Terkait tahap kedua, Qassem menjelaskan bahwa hal itu “memerlukan diskusi dan klarifikasi lebih lanjut dengan para mediator,” karena “tahap ini melibatkan isu-isu luas dan masalah kompleks yang membutuhkan pendekatan terperinci.”
Baca Juga: Hamas Siap Serahkan Kendali Gaza, tapi Syaratkan Solusi Dua Negara Berlaku
Ia menegaskan bahwa tujuan utama Hamas “adalah mencapai akhir yang tuntas dan abadi dari perang melawan rakyat Palestina di Jalur Gaza.”
Lebih lanjut, Qassem mengatakan Hamas terus memberi tahu para mediator mengenai pelanggaran Israel, termasuk pembunuhan 90 warga Palestina sejak gencatan senjata berlaku dan “penutupan perlintasan Rafah yang menghalangi bantuan kemanusiaan masuk secara memadai.”

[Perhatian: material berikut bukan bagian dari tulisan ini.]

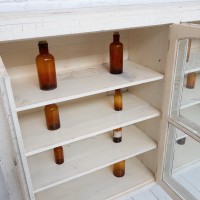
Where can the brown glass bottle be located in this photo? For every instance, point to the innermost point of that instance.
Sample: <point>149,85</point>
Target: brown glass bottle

Ia menuduh Israel menggunakan “kondisi kemanusiaan sebagai alat tawar-menawar politik,” praktik yang menurutnya “telah dilakukan Israel selama bertahun-tahun di bawah blokade Gaza.” Karena itu, Qassem menyerukan tindakan segera untuk membuka akses bantuan dan mencegah bencana kelaparan.
Fase pertama perjanjian gencatan senjata Gaza, yang terdiri atas 20 poin usulan Presiden Trump dan dicapai pada 10 Oktober, mencakup pembebasan sandera Israel sebagai imbalan atas tahanan Palestina. Kesepakatan itu juga memuat rencana pembangunan kembali Gaza serta pembentukan mekanisme pemerintahan baru tanpa melibatkan Hamas.
Sejak Oktober 2023, perang genosida yang dilancarkan Israel telah menewaskan lebih dari 68.200 warga Palestina dan melukai lebih dari 170.300 orang, menurut laporan Kementerian Kesehatan Gaza.
Ilustrasi - Anggota pasukan Brigade Al Qassam, sayap militer kelompok perlawanan Hamas Palestina. (ANTARA/Anadolu/as/am.) (Antara)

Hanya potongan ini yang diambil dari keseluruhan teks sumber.